REBOOTING CORPORATE CULTURE FOR THE HYBRID WORKFORCE OF THE FUTURE

The hybrid work model is here to stay, but is your corporate culture equipped for the new challenges it presents? There is no escaping that remote work has transformed from a rushed contingency plan into a cornerstone of current and future business models, but there is a significant disconnect between leadership and employees. Leaders tend to see remote work as a necessary evil and are three times more likely than their employees to prefer a full return to the office. Additionally, 76 percent of employees do not want to go back to the office full-time. Ever. In the middle of ‘the Great Resignation’, this means leaders that want to capture and retain talent need to evolve company culture to embrace a distributed workforce rather than merely tolerating it.

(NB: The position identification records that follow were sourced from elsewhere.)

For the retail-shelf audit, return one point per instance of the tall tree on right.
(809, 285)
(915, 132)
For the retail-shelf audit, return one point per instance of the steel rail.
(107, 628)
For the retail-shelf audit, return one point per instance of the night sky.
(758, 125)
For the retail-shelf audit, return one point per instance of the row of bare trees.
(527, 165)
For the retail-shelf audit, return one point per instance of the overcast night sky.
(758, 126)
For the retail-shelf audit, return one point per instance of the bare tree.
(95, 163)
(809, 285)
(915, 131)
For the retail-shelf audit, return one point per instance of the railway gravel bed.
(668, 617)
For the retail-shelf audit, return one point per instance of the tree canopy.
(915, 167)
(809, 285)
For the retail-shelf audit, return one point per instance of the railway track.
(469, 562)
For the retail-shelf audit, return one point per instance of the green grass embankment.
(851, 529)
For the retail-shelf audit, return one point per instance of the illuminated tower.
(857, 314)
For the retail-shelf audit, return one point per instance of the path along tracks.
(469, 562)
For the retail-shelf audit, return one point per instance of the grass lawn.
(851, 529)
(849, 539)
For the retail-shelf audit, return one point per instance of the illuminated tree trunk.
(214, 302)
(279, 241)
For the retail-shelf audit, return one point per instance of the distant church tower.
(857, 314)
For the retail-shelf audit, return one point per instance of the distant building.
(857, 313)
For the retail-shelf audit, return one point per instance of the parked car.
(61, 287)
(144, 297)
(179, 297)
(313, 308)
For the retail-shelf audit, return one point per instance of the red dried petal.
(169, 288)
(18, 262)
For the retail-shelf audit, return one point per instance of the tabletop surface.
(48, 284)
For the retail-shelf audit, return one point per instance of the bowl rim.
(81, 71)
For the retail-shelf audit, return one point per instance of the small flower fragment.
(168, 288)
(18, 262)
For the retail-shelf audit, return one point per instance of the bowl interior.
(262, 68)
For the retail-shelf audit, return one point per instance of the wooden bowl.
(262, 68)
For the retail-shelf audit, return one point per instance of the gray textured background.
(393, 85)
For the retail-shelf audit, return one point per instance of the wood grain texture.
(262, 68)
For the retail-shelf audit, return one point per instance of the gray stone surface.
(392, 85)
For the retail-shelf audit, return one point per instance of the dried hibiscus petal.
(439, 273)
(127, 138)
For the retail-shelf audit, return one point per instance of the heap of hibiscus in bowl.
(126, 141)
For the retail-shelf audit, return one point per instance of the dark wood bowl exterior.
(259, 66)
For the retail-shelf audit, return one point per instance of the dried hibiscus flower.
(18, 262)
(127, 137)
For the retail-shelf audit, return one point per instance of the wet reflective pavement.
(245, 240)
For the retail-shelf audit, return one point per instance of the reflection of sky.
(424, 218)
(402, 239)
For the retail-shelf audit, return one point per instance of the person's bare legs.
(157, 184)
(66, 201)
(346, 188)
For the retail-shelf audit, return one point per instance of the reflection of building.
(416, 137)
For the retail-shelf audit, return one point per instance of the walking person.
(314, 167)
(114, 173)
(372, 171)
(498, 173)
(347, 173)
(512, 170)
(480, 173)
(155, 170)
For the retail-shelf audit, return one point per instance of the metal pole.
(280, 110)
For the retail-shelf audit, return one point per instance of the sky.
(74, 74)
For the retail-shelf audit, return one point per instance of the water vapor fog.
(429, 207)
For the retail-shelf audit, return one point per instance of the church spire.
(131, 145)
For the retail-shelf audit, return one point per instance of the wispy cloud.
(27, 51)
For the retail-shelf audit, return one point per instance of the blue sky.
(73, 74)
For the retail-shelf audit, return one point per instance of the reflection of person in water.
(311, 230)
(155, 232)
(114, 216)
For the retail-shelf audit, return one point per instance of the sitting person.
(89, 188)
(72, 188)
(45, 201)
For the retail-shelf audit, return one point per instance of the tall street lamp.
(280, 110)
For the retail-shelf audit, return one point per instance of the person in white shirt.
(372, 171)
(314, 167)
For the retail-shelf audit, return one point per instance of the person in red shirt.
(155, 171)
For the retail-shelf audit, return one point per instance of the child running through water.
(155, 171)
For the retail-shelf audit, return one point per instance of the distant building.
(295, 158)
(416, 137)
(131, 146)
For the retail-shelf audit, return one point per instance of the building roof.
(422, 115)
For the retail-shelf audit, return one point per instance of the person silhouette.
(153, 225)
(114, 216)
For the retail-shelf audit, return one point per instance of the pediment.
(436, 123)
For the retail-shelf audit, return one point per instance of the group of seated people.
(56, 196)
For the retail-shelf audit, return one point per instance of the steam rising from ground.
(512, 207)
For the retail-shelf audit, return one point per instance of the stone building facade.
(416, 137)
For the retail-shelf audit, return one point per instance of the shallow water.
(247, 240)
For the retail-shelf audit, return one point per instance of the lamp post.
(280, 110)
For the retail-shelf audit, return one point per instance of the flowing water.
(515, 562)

Challenges in defining and upholding culture

Rebooting corporate culture comes with a host of challenges, including defining what that culture is. With a distributed workforce, the typical image of culture as what goes on within the office during working hours is no longer valid. While free snacks and a game room may have been key to company culture in the past, we must broaden definitions to account for the lack of daily in-person interaction and focus more on how the organisation fulfils its goals and supports employees as they work toward those goals.

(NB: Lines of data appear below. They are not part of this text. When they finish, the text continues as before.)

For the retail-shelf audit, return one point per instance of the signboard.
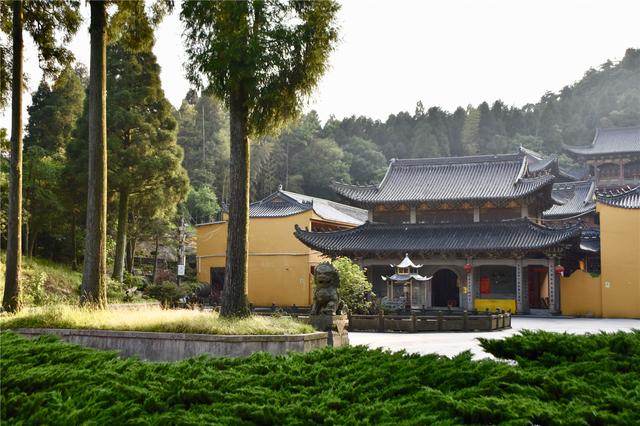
(485, 285)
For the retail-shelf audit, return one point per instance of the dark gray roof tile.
(573, 198)
(482, 177)
(617, 140)
(373, 238)
(626, 197)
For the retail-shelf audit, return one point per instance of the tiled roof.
(573, 198)
(330, 210)
(617, 140)
(285, 203)
(275, 205)
(482, 177)
(626, 197)
(373, 238)
(590, 240)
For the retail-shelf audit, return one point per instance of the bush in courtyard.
(355, 289)
(168, 293)
(45, 381)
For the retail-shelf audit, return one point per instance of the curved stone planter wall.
(176, 346)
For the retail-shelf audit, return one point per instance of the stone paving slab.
(451, 344)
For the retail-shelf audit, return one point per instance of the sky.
(392, 54)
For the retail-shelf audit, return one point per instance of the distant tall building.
(613, 157)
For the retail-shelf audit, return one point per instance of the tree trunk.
(131, 252)
(121, 237)
(12, 292)
(32, 243)
(94, 283)
(155, 259)
(74, 248)
(234, 294)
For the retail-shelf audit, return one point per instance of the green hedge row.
(558, 379)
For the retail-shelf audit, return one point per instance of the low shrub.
(149, 319)
(355, 289)
(167, 293)
(46, 381)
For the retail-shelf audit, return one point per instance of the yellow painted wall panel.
(620, 261)
(279, 264)
(581, 295)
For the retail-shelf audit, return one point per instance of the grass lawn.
(149, 319)
(557, 379)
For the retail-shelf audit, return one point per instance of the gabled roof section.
(330, 210)
(573, 198)
(370, 238)
(626, 197)
(277, 205)
(407, 263)
(590, 240)
(286, 203)
(615, 140)
(474, 178)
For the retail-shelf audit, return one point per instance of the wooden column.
(621, 172)
(470, 290)
(519, 287)
(554, 296)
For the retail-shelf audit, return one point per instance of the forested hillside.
(306, 156)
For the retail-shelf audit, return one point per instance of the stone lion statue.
(326, 299)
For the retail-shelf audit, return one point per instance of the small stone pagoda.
(406, 287)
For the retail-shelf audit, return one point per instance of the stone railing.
(439, 322)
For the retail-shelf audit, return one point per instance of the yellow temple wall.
(620, 261)
(581, 295)
(279, 264)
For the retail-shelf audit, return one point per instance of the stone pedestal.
(336, 327)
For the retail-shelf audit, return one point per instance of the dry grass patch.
(151, 319)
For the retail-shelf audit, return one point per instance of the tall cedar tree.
(261, 58)
(133, 26)
(142, 149)
(45, 21)
(52, 118)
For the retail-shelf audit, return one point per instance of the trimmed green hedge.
(597, 382)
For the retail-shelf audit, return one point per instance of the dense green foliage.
(50, 382)
(355, 289)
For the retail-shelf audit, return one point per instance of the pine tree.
(41, 19)
(261, 58)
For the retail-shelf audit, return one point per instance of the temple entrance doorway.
(444, 290)
(538, 283)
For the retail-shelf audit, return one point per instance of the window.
(632, 170)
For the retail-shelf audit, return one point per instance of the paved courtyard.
(451, 344)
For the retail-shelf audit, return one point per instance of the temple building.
(619, 212)
(280, 267)
(474, 223)
(613, 157)
(574, 202)
(406, 287)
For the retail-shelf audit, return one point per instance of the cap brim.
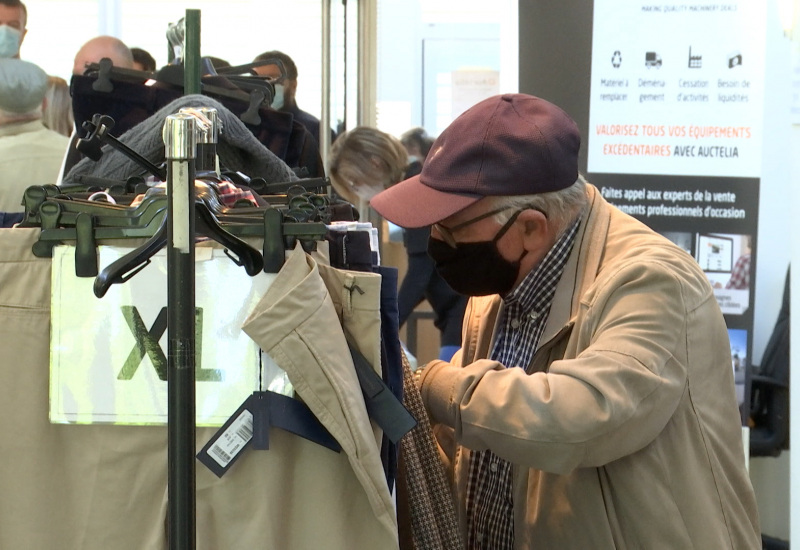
(412, 204)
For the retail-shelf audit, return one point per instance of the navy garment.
(392, 357)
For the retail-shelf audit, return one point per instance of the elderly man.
(99, 47)
(30, 154)
(592, 404)
(13, 18)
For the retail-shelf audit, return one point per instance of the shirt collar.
(535, 291)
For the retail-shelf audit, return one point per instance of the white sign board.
(109, 355)
(677, 88)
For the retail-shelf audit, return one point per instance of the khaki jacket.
(624, 431)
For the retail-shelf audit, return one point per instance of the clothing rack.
(180, 144)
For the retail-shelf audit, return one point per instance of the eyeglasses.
(447, 232)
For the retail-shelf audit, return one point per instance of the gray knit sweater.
(238, 149)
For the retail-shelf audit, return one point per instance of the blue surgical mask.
(277, 101)
(9, 41)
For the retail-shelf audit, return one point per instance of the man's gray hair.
(561, 207)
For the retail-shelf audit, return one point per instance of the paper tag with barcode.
(222, 450)
(233, 440)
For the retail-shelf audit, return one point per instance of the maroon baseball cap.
(510, 144)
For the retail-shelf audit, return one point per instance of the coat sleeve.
(624, 381)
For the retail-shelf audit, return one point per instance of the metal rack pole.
(180, 143)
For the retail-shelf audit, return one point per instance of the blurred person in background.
(143, 61)
(57, 107)
(365, 161)
(13, 21)
(417, 143)
(285, 82)
(30, 154)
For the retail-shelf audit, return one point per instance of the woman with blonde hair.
(57, 109)
(365, 161)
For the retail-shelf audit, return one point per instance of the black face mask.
(475, 269)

Codes of conduct are core elements of any corporate culture, but more leaders are finding out that remote work has driven a need for more explicit rules that address distributed teams. You would never expect an employee to turn up at the office in pyjamas, yet many people appear comfortable attending online meetings looking like they have just rolled out of bed. In more disturbing developments, one in four employees has experienced sexual harassment during remote work. Shoring up the code of conduct to cover both in-person and remote or hybrid workers fairly is key to building a strong culture.